A competing “passive” boundary layer control / manipulation system invented before the “active” laminar-flow-control / LFC system of the Northrop X-21A called the vortex generator which was then used on the wings on the first generation of the Boeing 707 planes used by commercial airlines proved to be a better, cheaper and much more easier to maintain option. With advancements in supercritical wing designs and more efficient and quieter high-bypass ratio turbofan jet engines all aimed primarily to cut fuel consumption has since relegated the laminar flow control system like the one used in the Northrop X-21A to the dustbin of aviation history. 

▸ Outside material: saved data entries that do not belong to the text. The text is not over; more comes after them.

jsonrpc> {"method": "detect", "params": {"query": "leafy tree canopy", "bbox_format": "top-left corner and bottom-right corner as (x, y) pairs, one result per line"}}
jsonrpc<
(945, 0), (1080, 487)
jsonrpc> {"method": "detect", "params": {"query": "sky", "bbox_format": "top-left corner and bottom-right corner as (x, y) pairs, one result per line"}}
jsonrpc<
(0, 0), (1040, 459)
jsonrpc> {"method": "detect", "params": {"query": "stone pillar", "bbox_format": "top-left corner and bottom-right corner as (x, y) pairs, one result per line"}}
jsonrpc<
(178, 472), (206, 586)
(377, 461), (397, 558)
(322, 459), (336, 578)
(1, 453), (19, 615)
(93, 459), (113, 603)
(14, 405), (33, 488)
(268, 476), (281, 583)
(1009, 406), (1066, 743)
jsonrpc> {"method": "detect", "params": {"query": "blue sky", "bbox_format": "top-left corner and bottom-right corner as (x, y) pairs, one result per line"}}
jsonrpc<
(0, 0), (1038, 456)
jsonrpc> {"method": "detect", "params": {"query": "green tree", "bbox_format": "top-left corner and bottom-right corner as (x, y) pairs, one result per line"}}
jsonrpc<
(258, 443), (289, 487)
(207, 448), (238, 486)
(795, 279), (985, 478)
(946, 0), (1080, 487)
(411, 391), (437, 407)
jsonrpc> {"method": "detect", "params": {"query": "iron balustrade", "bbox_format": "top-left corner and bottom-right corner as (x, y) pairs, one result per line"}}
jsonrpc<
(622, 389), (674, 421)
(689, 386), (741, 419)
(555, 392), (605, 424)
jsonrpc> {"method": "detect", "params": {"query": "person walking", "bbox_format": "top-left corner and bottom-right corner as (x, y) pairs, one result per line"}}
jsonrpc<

2013 - 100th Anniversary of the First practical Monocoque Fuselage Design


Even though that the first practical monocoque fuselage equipped plane flew in 1913, did you know that critics deemed it 15 years ahead of its time?

By: Ringo Bones
When the first practical monocoque fuselage equipped plane – the Deperdussin - flew 100 years ago and then set the 1913 aircraft world speed record of 127 miles per hour as it was piloted by Maurice Prévost, critics deemed it too radical. And in truth, the aeronautical design has engineering principles that didn’t become standard 15 years later. But did the plane’s introduction hasten the advancement of airplane design that’s sadly lacking in the world of space exploration?
The monocoque fuselage permitted the fuselage’s skin or shell, rather than the aircraft’s frame, to carry the loads and stresses of flight. In the matter of fuselages, most of the early structures before and a few years after the Wright Brothers’ first successful airplane flight were simply kite-like frames designed to hold together the various components of the airplane. By 1912, however, engine power was increasing, along with speeds, altitudes and maneuverability – all creating greater loads on the fuselage. In that year a great innovation appeared – the so-called monocoque structure. “Monocoque”, from the Greek monos and the French coque, means “single shell”.  In the pure monocoque structure, there is no internal bracing; the shell bears all the loads and because it is in the basic shape of a tube, it has enormous strength. In later years this approach was modified to the semimonocoque design, which had stiffeners running the length of the fuselage. Engineers also used the term “stressed skin” construction because even though there is internal bracing, the skin bears most of the flight loads.
The first application of monocoque construction came from the drawing board of a French designer M. L. Béchereau; the airplane itself was built of molded wood by the aircraft works of Jules Deperdussin, a famous plane maker of the time. The fuselage was molded in two halves, which were fitted together. In addition to structural strength, the rounded, streamlined shape provided an aerodynamic bonus in lower drag, and in Chicago on September 9, 1912, the Deperdussin monoplane set its first – and a new - world’s speed record of 108 miles per hour. And despite setting another world speed record in 1913, it wasn’t until 15 years later – around the late 1920s – that the monocoque fuselage construction became universally accepted as a standard principle in aircraft construction.